A block from the Healing Home, this place is now functioning. If you can spit over the road, you would hit a new site for yet another petrol station, coming soon - and this is a minor connecting road!
3. Petrol stations - there are three 'levels' of acquiring petrol here. You can buy a litre at a time from pepsi bottles filled with 'interesting' petrol. You can buy from a guy who hand pumps from a 44 gallon drum. And you can go to a petrol station.
Up until very recently, I would mostly go five blocks from here to get real petrol. No longer. In the last three months, three petrol stations have opened in our home/Healing Home immediate vacinity, and one more is being built! Crazy crazy - but it speaks of the car ownership explosion happening right now. Phnom Penh is already in serious gridlock many places now - and it will be getting pretty horrible in the future as very little roading infrastructure is happening.
'Goldtower 42' - the big Korean project that has turned into 'concrete tower 29'. This monster towers over everything as very few buildings here are higher than 8-10 stories. All work abruptly stopped three months ago and the site is locked down.

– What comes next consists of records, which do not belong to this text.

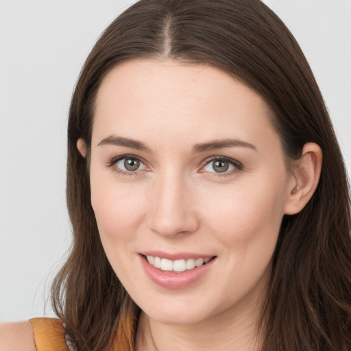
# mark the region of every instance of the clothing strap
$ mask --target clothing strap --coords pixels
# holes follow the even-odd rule
[[[57,318],[32,318],[29,322],[33,328],[37,351],[67,351],[64,328]]]

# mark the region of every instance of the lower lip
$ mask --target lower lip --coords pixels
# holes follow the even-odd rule
[[[213,266],[216,258],[206,265],[180,273],[162,271],[150,265],[143,256],[140,255],[141,264],[146,275],[156,284],[166,289],[182,289],[199,280]]]

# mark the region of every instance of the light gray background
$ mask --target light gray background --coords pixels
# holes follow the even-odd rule
[[[191,1],[191,0],[189,0]],[[100,33],[133,1],[0,0],[0,321],[44,315],[71,241],[71,95]],[[266,0],[300,43],[351,170],[351,0]],[[47,304],[46,315],[52,312]]]

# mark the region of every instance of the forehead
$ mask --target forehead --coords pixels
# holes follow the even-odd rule
[[[135,60],[114,67],[99,87],[93,139],[123,134],[193,143],[277,135],[265,101],[219,69],[176,60]],[[182,138],[180,138],[182,137]],[[201,139],[201,140],[200,140]]]

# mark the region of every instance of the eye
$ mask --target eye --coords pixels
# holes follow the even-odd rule
[[[231,174],[232,173],[242,169],[242,165],[231,158],[217,157],[208,161],[202,168],[202,171]]]
[[[117,172],[122,173],[136,173],[147,168],[139,158],[134,156],[121,156],[114,158],[111,160],[110,165],[114,167]]]

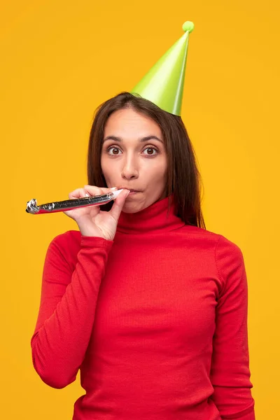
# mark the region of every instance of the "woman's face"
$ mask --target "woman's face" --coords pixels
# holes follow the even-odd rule
[[[136,213],[166,197],[167,160],[162,134],[151,118],[131,108],[108,118],[101,155],[108,188],[136,190],[122,211]]]

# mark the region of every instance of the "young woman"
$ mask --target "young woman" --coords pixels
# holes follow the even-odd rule
[[[242,253],[206,230],[181,117],[122,92],[93,121],[88,185],[114,202],[65,211],[48,247],[33,363],[57,388],[80,370],[74,420],[253,420]]]

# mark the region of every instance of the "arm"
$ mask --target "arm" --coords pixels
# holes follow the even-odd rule
[[[240,248],[222,235],[216,248],[221,282],[210,379],[223,420],[255,420],[248,347],[248,286]]]
[[[73,272],[59,250],[61,237],[52,239],[46,253],[40,309],[31,339],[36,371],[46,384],[57,388],[76,379],[85,357],[113,244],[103,238],[82,236]]]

4. Construction wobbles - there continues to be a huge amount of small-scale housing going up. Apartments are the building rage now - they are popping up like petrol stations. There is a large over-supply of this up-market accommodation but that does not stop the surge. It seems that is someone has an uncle that is gettng $1000 a month for an apartment, then 50 people with money to blow jump on that bandwagon.
However, big commercial ventures have taken a very big hit in Phnom Penh since the financial wobbles of two years ago. Much of the big development here is Korean-driven, and Korea has been pulling the pin on a lot of big projects that are already well under way. Office space is already in major over-supply too and the wild speculative days of yester-year have hit a major reality check.